Chefs of the Year
One champions the hard art of French technique; the other prowls the French underbelly, gleefully. They are two celebrated local chefs from two generations, a one-time teacher and his student with radically different ideas about cooking. What binds them is a drive for excellence and a restless wanderlust to stretch and create. After five years of taste bud–pushing originality, Le Pigeon’s Gabriel Rucker once again conjured the city’s most thrilling meals in 2012. Meanwhile, instead of commissioning a rocking chair at veritable institution Paley’s Place, farm-to-table icon Vitaly Paley embraced risk and gambled it all on Imperial, his just-opened adventure on the ground floor of downtown’s Hotel Lucia. This year, they reminded us what Portland aspires to be.

Vitaly Paley
Image: Stuart Mullenberg
Top 5 Imperial Intrigues
1. THE TATTOO WALLPAPER Pigs, roses, salmon, and, yes, a blindfolded queen march across a flesh-colored tableau in a brilliant synopsis of Stumptown spackled on a wall.
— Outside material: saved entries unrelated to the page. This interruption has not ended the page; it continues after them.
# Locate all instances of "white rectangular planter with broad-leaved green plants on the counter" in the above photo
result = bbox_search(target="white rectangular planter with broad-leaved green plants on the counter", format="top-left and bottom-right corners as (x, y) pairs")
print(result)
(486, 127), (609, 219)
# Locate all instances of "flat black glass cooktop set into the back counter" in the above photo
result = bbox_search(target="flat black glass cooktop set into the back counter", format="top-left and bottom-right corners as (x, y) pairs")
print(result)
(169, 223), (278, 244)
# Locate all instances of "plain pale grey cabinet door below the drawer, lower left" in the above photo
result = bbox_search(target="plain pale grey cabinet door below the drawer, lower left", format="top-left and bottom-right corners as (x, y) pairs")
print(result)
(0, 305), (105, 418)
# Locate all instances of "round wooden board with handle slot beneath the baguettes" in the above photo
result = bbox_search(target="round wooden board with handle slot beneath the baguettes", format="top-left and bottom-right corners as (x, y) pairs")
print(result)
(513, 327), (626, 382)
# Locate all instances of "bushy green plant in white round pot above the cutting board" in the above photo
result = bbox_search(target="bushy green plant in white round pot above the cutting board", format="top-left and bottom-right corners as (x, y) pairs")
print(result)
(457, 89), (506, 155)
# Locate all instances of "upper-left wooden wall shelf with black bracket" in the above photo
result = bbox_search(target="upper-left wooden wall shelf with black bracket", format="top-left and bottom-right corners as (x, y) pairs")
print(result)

2. THE EATING NOOKS In a remake of a historic room, every turn offers a mood change: animated nighthawk bar, commanding booths, communal table, and cozy chef’s counter with front-row seats to the wood-fire cooking show.
3. THE COLLABORATORS James Beard’s spirit, the Oregon Historical Society, local farmers and fisherman, and not least, Paley’s rebel understudy, executive chef Ben Bettinger, shaped a wide-appeal menu that looks backwards and forwards at once.
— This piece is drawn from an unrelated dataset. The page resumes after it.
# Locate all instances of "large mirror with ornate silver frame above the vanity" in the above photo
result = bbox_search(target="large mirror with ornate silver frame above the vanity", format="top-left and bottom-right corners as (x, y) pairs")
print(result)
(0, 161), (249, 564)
4. DESSERTS Rising talent Michelle Vernier has already unleashed a sit-up-and-notice lemon meringue pie, deeply puckering in a flaky crust, and a cult-worthy chocolate icebox cake beneath torched marshmallow.
5. THE PALEY PHILOSOPHY “We can’t know who we are if we don’t look at our past.”

Gabriel Rucker's cooking up a cookbook release for September 2013.
Image: Stuart Mullenberg
Top 5 Le Pigeon Moves
1. DON’T TRUST YOUR INSTINCTS The weirder it sounds, the bigger the payoff. Smoked rabbit pie with gooey cheddar and savory mustard ice cream? You’ll still be dreaming about it a year from now. One recent out-of-towner summed it up while stumbling out the door: “Peanut butter and turnips? Crazy fucking genius.”
2. SAY HELLO TO YOUR NEIGHBOR The communal seats and alt-Paris vibe are more spontaneous dinner party than restaurant. Le Pigeon is a magnet for food lovers and globe-hoppers ready to share notes on life, Portland, and the evening’s meal.
3. WHEN IN LE PIGEON ... If you see the word “pigeon,” you want it. Rucker’s favorite ingredient turns up in wildly nuanced salads and toast-centric installations holding the house signature—a darkly humorous claw.
4. SIP Ask ace sommelier and co-owner Andy Fortgang to pair outstanding sherries, small-grower Champagnes, and other pitch-perfect companions from his ever-changing arsenal of intrigues.
5. SURRENDER Just let the man fly. Five-course tastings go for a very reasonable $65.